La maldita firmeza de sus sentimientos se había ido a la basura, definitivamente. Pero ahora, Gabriella tenía la necesidad de saber algo más, de comprender el motivo de los movimientos de Federico en estos últimos seis meses; y ahí estaban sus cosas, invitándola a construir la historia, la verdadera historia. Quizás bastara con dejarse llevar por el instinto.

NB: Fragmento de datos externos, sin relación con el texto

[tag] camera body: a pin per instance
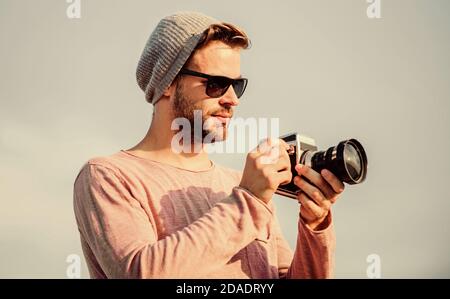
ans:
(298, 144)
(347, 160)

Tal vez, después de todo, la ausencia de Federico y la presencia incierta de su hijo tuviesen algún sentido. A lo mejor, la vieja gabardina no estaba allí porque Federico olvidó llevársela o por que no tuvo tiempo ni lugar para tanta cosa, quizás estaba allí para indicarle algo; algo que podría llegar desde el recuerdo de los primeros días, de los días lluviosos, los días buenos, los de la pasión, los días en que se quisieron totalmente, aquéllos en que todo era piel entre ellos.
Cómo olvidarlos: desde el cruce de sus primeras miradas, cuando él llegaba, apuesto y joven profesor, a dictar su cátedra, Gabriella se estremecía y ya no podía tranquilizar sus manos, y sus labios cometían torpezas que delataban lo que para todos era evidente: que estaba loca por el maestro.